From Static Splats to Dynamic Worlds: The 4D Gaussian Frontier

W16 Trend Tutorial | Difficulty: Advanced | Research area: Dynamic 3D reconstruction

Companion Notebooks

Notebook	Title	Link
00	4D Gaussians from Scratch: Adding Time to Gaussian Splatting	00_4d_gaussians_from_scratch.ipynb
01	Video-to-3D: Reconstructing Dynamic Scenes from Synthetic Video	01_video_to_3d_toy.ipynb

1. Why Time Is the Next Frontier

Two weeks ago, W14 solved static 3D. Kerbl et al.'s 3D Gaussian Splatting (3DGS) achieved photorealistic reconstruction of static scenes at real-time framerates (100+ FPS). Last week, W15 showed us the architectures that power spatial reasoning: State Space Models, equivariant networks, and hybrids that move beyond pure attention.

But the real world moves. A person walks through a room. Cloth deforms. Reflections shift. A robot grasps an object and relocates it. Static reconstruction was the warm-up problem. Dynamic reconstruction is the prize.

This week closes the first arc: W13 asked how AI should model the world (latent dynamics, world models) → W14 showed what to render (Gaussian splats) → W15 determined which architecture powers it (SSMs and beyond) → W16 addresses what every scene model must handle: time and motion.

The applications are immediate. Autonomous driving needs real-time 4D scene understanding from camera feeds. AR/VR requires dynamic environment reconstruction from video. Film VFX pipelines are replacing manual keyframing with learned deformations. Robotics simulators need physical-world models that predict how scenes evolve.
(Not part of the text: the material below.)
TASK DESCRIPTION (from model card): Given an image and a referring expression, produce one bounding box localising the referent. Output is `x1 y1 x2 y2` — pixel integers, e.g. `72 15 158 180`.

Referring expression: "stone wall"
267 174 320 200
Each demands one thing: a differentiable, real-time 4D (3D + time) representation learned from 2D video.

The core challenge: Given multi-view video of a dynamic scene, learn a compact 4D representation that enables photorealistic view synthesis and forward simulation.

2. Recap: 3D Gaussian Splatting in 30 Seconds

A Gaussian Splat is defined by:

Position: $\mathbf{\mu} \in \mathbb{R}^3$
Covariance: $\mathbf{\Sigma} \in \mathbb{R}^{3 \times 3}$ , factored as $\mathbf{\Sigma} = \mathbf{R}\mathbf{S}\mathbf{S}^T\mathbf{R}^T$ where $\mathbf{R}$ is a rotation (parameterized by a unit quaternion) and $\mathbf{S}$ is an anisotropic diagonal scale. This keeps $\mathbf{\Sigma}$ positive semi-definite through optimization while letting each splat be a stretched ellipsoid — essential for representing thin surfaces efficiently.
Opacity: $\alpha \in [0, 1]$
Color: Spherical harmonic (SH) coefficients for view-dependent appearance

The original 3DGS paper (Kerbl et al., 2023) showed that a set of thousands of Gaussians, optimized via gradient descent against multi-view image loss, converge to photorealistic novel views in minutes.

Rendering is the key insight: Project each 3D Gaussian to 2D screen space, apply the 2D covariance, compute opacity-weighted colors via front-to-back alpha compositing. No ray marching. No volume rendering integrals. Pure differentiable rasterization, GPU-optimized, 100+ FPS on consumer hardware.

The missing piece: Every Gaussian is frozen in space. $\mathbf{\mu}$ , $\mathbf{\Sigma}$ , $\alpha$ , and color coefficients never change. Static scenes perfect. Dynamic scenes impossible.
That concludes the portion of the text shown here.